Label: Analogical Force

Produced by: RTR

A healthy 90s Rephlex / Aphex obsession gives RTR their starting point for 10 IDM workouts, varying between notable and jaw-dropping quality, including just the right dose of outright swipes to get our familiarity circuits a’buzzing before massaging the track into a more unique design.

Interestingly, despite the breakbeat bravado here – have your mind-numbed by the wall-of-sound BPM of VBSVBSWG.AQ@mm, for example – Symmetriades is all about restraint, perhaps sometimes to a fault. While undoubtedly possessing of the skills to crowd the music out with layers of effects and synths, as shown in selected straight-from-the-Rephlex-vaults moments in the set’s first few tracks, once a core groove (or that recognizability quotient) has been established, RTR often smartly peels back, trying to revel more in that central beat over showmanship. It’s a smart way to have the best of a few worlds – perhaps something to the album’s title – letting us boogie between sweaty club stoppers and head-bobbing beats, with the former leading to a lot of fun percussive elements, and the latter adding a layer of melodic keys atop, which are very much responsible for turning the songs toward RTR’s particular brand of IDM.

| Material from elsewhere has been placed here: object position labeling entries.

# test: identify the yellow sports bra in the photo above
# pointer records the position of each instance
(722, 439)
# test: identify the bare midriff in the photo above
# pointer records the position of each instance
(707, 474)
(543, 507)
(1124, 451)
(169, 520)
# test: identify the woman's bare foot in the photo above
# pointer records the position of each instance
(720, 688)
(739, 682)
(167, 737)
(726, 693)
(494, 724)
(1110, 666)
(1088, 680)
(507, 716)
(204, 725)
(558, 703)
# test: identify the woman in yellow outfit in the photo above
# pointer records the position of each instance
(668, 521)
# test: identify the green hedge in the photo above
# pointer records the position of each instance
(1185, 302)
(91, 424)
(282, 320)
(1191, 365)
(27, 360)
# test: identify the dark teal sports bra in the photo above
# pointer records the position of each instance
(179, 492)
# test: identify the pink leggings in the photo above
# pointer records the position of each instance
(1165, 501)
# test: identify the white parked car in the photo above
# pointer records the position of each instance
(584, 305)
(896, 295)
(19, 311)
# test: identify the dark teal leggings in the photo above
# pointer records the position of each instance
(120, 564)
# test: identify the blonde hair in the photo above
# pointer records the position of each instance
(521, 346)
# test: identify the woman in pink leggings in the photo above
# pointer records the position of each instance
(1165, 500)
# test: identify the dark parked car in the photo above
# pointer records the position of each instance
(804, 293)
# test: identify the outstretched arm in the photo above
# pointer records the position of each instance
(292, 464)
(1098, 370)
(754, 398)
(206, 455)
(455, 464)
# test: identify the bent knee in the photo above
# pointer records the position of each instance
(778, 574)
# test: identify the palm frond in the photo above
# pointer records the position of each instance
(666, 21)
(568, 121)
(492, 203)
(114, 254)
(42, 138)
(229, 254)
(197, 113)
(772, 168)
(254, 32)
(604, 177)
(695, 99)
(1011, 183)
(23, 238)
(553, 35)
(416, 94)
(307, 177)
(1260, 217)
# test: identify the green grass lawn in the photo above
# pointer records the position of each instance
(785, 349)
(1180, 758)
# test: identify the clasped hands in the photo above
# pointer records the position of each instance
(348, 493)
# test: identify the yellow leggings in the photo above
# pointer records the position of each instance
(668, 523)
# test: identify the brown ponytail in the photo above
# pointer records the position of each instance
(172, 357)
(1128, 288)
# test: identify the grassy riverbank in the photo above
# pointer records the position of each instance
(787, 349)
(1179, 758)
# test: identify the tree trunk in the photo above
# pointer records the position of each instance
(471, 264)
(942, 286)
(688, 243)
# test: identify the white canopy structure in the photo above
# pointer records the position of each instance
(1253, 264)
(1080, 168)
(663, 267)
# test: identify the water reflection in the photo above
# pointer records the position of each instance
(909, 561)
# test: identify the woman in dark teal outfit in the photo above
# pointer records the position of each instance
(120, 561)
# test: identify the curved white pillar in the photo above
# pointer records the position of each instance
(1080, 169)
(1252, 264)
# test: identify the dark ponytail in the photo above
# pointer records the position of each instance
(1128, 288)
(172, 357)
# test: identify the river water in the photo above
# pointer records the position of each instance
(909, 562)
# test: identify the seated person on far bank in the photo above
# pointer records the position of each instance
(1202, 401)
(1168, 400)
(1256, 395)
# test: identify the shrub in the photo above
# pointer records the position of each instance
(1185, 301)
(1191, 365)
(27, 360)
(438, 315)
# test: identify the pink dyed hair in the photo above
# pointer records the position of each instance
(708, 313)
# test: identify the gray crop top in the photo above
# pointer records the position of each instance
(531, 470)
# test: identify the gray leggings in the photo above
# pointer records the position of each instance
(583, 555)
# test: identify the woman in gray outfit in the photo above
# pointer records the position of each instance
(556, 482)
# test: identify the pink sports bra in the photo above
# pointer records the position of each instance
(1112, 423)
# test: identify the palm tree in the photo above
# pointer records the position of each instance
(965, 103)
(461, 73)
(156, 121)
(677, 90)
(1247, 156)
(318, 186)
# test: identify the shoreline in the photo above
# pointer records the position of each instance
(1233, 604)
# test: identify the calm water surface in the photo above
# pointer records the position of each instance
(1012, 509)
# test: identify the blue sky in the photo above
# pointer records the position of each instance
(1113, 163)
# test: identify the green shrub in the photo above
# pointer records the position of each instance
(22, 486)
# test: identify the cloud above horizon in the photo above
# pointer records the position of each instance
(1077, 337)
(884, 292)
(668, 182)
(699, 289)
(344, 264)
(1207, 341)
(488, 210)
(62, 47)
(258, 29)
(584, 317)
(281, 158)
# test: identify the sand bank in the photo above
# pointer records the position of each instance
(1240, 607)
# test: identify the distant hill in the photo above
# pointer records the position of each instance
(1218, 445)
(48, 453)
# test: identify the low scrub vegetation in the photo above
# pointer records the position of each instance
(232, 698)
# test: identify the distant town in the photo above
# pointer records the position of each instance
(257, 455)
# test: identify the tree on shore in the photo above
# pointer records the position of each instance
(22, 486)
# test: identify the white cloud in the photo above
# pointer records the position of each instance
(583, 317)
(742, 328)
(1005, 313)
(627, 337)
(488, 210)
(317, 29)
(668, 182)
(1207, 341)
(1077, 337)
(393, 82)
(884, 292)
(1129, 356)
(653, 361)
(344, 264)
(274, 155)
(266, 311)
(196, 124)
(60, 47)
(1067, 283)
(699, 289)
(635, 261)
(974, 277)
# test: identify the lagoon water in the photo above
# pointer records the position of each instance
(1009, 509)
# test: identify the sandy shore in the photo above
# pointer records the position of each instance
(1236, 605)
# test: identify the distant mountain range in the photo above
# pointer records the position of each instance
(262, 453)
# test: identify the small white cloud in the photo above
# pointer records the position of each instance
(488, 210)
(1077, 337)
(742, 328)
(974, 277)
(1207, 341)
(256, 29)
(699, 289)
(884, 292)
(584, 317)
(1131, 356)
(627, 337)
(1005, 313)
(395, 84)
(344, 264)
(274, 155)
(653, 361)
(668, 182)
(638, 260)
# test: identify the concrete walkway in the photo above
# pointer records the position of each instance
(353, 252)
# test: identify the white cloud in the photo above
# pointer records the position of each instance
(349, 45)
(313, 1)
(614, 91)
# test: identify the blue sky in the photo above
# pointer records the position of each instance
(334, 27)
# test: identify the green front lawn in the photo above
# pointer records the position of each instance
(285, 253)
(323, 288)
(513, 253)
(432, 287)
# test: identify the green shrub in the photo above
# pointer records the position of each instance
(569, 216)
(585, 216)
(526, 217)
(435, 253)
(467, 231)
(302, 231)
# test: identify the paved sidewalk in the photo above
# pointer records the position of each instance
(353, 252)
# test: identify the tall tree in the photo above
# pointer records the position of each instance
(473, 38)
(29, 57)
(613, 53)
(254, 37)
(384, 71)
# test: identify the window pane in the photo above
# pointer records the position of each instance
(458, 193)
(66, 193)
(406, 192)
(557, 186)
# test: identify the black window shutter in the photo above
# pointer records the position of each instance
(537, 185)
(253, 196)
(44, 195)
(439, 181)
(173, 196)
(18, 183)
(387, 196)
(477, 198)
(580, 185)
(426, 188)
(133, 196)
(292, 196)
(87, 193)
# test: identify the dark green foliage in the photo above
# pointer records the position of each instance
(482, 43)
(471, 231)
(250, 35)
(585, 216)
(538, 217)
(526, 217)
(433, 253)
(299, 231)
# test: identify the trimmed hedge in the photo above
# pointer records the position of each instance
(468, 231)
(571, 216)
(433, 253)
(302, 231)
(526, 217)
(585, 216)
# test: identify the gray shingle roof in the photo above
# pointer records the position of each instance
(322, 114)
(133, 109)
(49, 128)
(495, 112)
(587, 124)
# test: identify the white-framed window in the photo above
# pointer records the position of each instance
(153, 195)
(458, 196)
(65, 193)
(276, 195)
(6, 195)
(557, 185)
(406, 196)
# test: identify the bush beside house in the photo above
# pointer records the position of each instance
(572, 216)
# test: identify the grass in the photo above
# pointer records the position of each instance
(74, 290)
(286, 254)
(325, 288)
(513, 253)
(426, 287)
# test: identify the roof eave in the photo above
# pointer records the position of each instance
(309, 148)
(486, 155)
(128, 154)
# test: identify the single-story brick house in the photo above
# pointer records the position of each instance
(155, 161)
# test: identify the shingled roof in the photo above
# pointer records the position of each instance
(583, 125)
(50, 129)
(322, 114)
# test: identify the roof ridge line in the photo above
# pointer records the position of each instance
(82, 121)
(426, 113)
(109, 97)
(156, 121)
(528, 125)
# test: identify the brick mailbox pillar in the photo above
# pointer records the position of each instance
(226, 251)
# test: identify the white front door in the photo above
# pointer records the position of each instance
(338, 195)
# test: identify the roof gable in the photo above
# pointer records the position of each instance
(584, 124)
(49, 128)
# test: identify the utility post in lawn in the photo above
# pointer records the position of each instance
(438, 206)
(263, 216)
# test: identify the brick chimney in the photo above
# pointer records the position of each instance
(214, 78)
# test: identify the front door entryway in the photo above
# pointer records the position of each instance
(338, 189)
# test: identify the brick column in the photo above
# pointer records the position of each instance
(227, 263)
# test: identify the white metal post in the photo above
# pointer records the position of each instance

But there’s that aforementioned restraint: a curious downplaying of peaks. Tracks will often hit at running speed and then veritably stop in the middle, before transitioning to a new section, which much to link the two parts. Somewhat similarly, there’s a lack of conclusion to songs in the first half or so. None of this is as ruinous as it may sound, though, because RTR seems to be countering both effects by keeping things at various cusps, never pushing things too far or too minimal, like a warm-up. The track that breaks from this is the one I called out already – arriving halfway through, VBSVBSWG.AQ@mm has its mid-section break, but returns to come back even more furious than it arrived, which gaves way to the closing set of tracks, which end up being the album’s strongest, while also not being its showiest. It’s in these last few songs – again, we consider the album’s title being suggestive of balance, halves of the set paired against one another – that RTR allows beats to run their course, not halting things partway through or perhaps holding things back by being too nostalgia-inclusive; these are just solid, immersive, emotive songs, full stop.

The whole thing is suggestive of purpose, and that pays off, carrying us through the fun and somewhat familiar to works that stand completely on their own.